Introduction

A Keyframe is simply a marker of time which stores the value of a property.

For example, a Keyframe might define that the horizontal position of a cube is at 3m on frame 1.

The purpose of a Keyframe is to allow for interpolated animation, meaning, for example, that the user could then add another key on frame 10, specifying the cube’s horizontal position at 20m, and Blender will automatically determine the correct position of the cube for all the frames between frame 1 and 10 depending on the chosen interpolation method (e.g. Linear, Bézier, Quadratic, etc).

Visualization

There are some important visualization features in the 3D Views that can help animation.

When the current frame is a keyframe for the current active object, the name of this object (shown in the bottom left corner of the 3D Views) turns yellow.

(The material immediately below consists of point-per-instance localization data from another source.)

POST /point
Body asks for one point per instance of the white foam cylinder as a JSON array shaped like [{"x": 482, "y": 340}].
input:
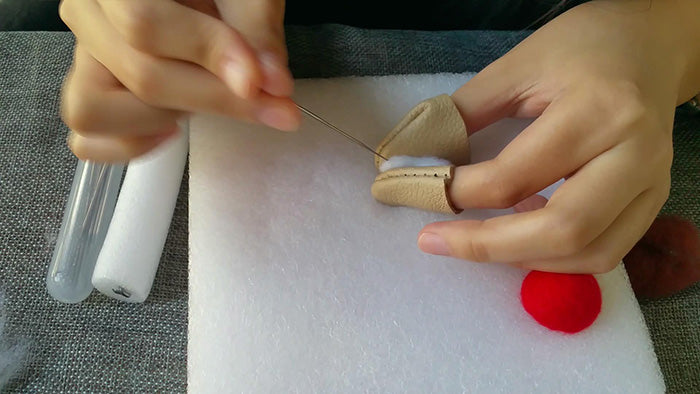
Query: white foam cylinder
[{"x": 132, "y": 249}]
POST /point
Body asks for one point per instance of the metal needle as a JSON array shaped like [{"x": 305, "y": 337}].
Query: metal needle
[{"x": 343, "y": 133}]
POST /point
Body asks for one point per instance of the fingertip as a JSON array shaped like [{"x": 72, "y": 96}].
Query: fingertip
[
  {"x": 279, "y": 117},
  {"x": 277, "y": 79},
  {"x": 434, "y": 244},
  {"x": 240, "y": 78}
]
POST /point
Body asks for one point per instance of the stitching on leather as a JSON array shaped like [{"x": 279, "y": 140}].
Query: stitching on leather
[{"x": 415, "y": 175}]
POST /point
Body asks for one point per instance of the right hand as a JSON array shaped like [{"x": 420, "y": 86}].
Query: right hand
[{"x": 140, "y": 65}]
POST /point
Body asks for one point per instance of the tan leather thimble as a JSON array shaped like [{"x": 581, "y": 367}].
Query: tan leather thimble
[{"x": 435, "y": 128}]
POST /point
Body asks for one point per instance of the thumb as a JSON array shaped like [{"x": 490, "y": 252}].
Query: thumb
[
  {"x": 500, "y": 90},
  {"x": 261, "y": 22}
]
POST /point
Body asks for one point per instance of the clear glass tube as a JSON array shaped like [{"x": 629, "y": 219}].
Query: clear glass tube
[{"x": 85, "y": 223}]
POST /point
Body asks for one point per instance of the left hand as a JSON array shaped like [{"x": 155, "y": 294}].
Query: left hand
[{"x": 603, "y": 81}]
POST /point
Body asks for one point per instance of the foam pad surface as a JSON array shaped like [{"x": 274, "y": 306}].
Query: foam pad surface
[{"x": 301, "y": 282}]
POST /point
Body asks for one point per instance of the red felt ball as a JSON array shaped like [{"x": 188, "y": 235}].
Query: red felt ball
[{"x": 561, "y": 302}]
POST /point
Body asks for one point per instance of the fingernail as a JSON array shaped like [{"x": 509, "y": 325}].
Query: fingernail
[
  {"x": 276, "y": 118},
  {"x": 236, "y": 79},
  {"x": 433, "y": 244}
]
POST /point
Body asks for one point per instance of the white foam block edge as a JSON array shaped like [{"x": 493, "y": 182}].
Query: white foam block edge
[
  {"x": 301, "y": 282},
  {"x": 129, "y": 258}
]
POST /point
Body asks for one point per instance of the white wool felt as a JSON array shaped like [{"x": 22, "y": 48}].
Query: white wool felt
[
  {"x": 300, "y": 281},
  {"x": 412, "y": 161}
]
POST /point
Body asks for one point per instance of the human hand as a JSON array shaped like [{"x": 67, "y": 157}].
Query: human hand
[
  {"x": 603, "y": 81},
  {"x": 140, "y": 65}
]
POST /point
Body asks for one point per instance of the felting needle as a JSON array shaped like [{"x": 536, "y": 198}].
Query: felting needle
[{"x": 341, "y": 132}]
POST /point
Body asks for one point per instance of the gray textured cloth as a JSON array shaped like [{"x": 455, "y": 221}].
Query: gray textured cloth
[{"x": 103, "y": 345}]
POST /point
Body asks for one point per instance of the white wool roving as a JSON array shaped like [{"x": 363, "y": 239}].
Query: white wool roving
[
  {"x": 412, "y": 161},
  {"x": 12, "y": 355}
]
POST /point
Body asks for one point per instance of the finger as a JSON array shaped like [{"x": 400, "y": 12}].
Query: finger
[
  {"x": 579, "y": 210},
  {"x": 94, "y": 103},
  {"x": 114, "y": 149},
  {"x": 504, "y": 88},
  {"x": 262, "y": 25},
  {"x": 553, "y": 146},
  {"x": 606, "y": 251},
  {"x": 530, "y": 204},
  {"x": 174, "y": 84},
  {"x": 171, "y": 30}
]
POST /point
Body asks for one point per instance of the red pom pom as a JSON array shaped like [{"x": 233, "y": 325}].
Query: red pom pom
[
  {"x": 561, "y": 302},
  {"x": 666, "y": 260}
]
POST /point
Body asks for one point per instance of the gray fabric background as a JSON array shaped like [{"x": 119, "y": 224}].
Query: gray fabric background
[{"x": 102, "y": 345}]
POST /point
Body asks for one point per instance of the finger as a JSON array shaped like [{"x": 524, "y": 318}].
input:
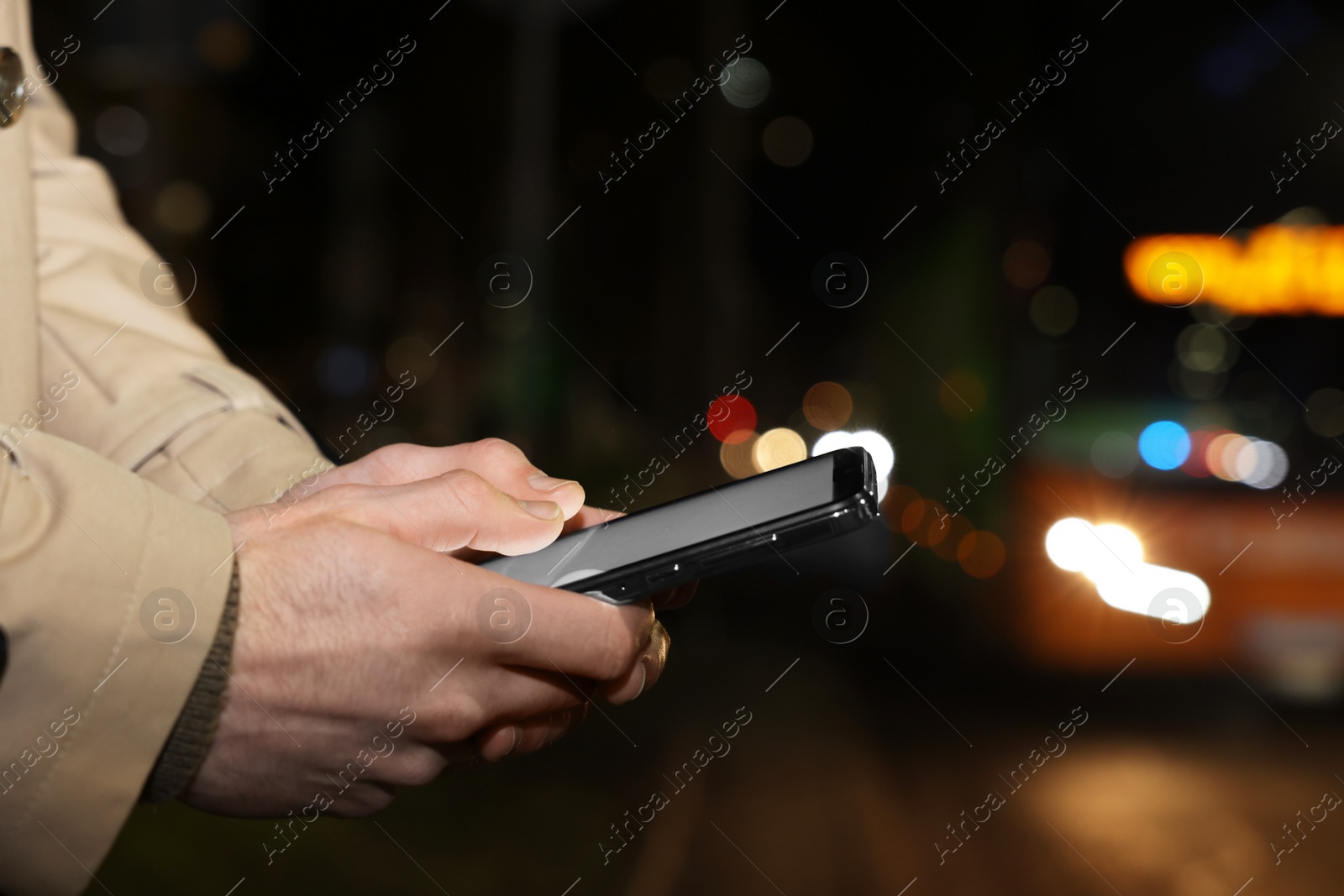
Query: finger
[
  {"x": 490, "y": 696},
  {"x": 528, "y": 735},
  {"x": 497, "y": 461},
  {"x": 644, "y": 673},
  {"x": 585, "y": 517},
  {"x": 450, "y": 511},
  {"x": 589, "y": 516},
  {"x": 564, "y": 631}
]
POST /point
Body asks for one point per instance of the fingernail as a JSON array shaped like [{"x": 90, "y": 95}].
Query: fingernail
[
  {"x": 542, "y": 510},
  {"x": 644, "y": 679},
  {"x": 543, "y": 483}
]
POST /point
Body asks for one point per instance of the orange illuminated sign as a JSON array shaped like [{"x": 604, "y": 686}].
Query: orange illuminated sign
[{"x": 1278, "y": 270}]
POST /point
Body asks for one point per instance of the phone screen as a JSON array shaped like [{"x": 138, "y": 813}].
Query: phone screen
[{"x": 725, "y": 510}]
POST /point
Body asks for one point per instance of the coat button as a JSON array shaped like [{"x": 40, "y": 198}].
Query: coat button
[{"x": 13, "y": 93}]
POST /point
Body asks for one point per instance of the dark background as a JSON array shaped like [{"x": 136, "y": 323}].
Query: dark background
[{"x": 689, "y": 270}]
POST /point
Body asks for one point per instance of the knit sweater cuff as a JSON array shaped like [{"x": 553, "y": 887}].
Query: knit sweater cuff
[{"x": 195, "y": 730}]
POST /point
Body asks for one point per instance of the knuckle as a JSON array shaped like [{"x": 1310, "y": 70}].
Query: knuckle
[
  {"x": 618, "y": 649},
  {"x": 457, "y": 721},
  {"x": 360, "y": 801},
  {"x": 420, "y": 768}
]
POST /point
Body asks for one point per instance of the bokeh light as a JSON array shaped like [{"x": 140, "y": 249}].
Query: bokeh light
[
  {"x": 1221, "y": 454},
  {"x": 749, "y": 83},
  {"x": 1164, "y": 445},
  {"x": 1115, "y": 454},
  {"x": 1260, "y": 464},
  {"x": 827, "y": 406},
  {"x": 786, "y": 141},
  {"x": 737, "y": 458},
  {"x": 732, "y": 418},
  {"x": 1278, "y": 270},
  {"x": 877, "y": 445},
  {"x": 777, "y": 448},
  {"x": 1196, "y": 464}
]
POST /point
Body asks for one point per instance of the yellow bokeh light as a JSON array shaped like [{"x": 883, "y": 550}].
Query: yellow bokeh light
[
  {"x": 736, "y": 456},
  {"x": 827, "y": 406},
  {"x": 779, "y": 448},
  {"x": 1278, "y": 270}
]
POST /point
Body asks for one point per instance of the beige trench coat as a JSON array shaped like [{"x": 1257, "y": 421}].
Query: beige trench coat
[{"x": 118, "y": 458}]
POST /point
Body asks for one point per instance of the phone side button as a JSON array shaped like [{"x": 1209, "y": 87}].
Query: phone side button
[{"x": 663, "y": 575}]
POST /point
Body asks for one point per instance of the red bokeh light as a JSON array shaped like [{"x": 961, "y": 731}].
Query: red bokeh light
[{"x": 732, "y": 418}]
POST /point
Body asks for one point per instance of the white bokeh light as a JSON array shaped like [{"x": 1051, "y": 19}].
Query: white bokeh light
[
  {"x": 877, "y": 445},
  {"x": 1112, "y": 557}
]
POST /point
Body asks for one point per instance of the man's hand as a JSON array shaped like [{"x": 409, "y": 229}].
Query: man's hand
[
  {"x": 496, "y": 461},
  {"x": 351, "y": 611}
]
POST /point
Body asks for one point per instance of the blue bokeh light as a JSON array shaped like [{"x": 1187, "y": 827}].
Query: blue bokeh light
[{"x": 1164, "y": 445}]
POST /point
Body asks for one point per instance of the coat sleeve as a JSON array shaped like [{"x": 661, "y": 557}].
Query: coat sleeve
[
  {"x": 111, "y": 537},
  {"x": 111, "y": 591},
  {"x": 155, "y": 396}
]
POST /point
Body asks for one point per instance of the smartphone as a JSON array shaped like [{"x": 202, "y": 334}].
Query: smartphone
[{"x": 725, "y": 528}]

../../_images/animation_keyframes_visualization.png

Buttom: Current frame at 0. Top: Current frame is a keyframe for Cube.

Keyframe Types

For visually distinguish regular keyframes from different animation events or states (extremes, breakdowns, or other in betweens) there is the possibility the applying different colors on them for visualization.

Keyframe (yellow diamond)
Normal keyframe.
Breakdown (cyan small diamond)
Breakdown state. e.g. for transitions between key poses.
Moving Hold (slight orange diamond)
A keyframe that adds a small amount of motion around a holding pose. In the Dope Sheet it will also draw a bar between them.
Extreme (red big diamond)
An ‘extreme’ state, or some other purpose as needed.
Jitter (green tiny diamond)
A filler or baked keyframe for keying on ones, or some other purpose as needed.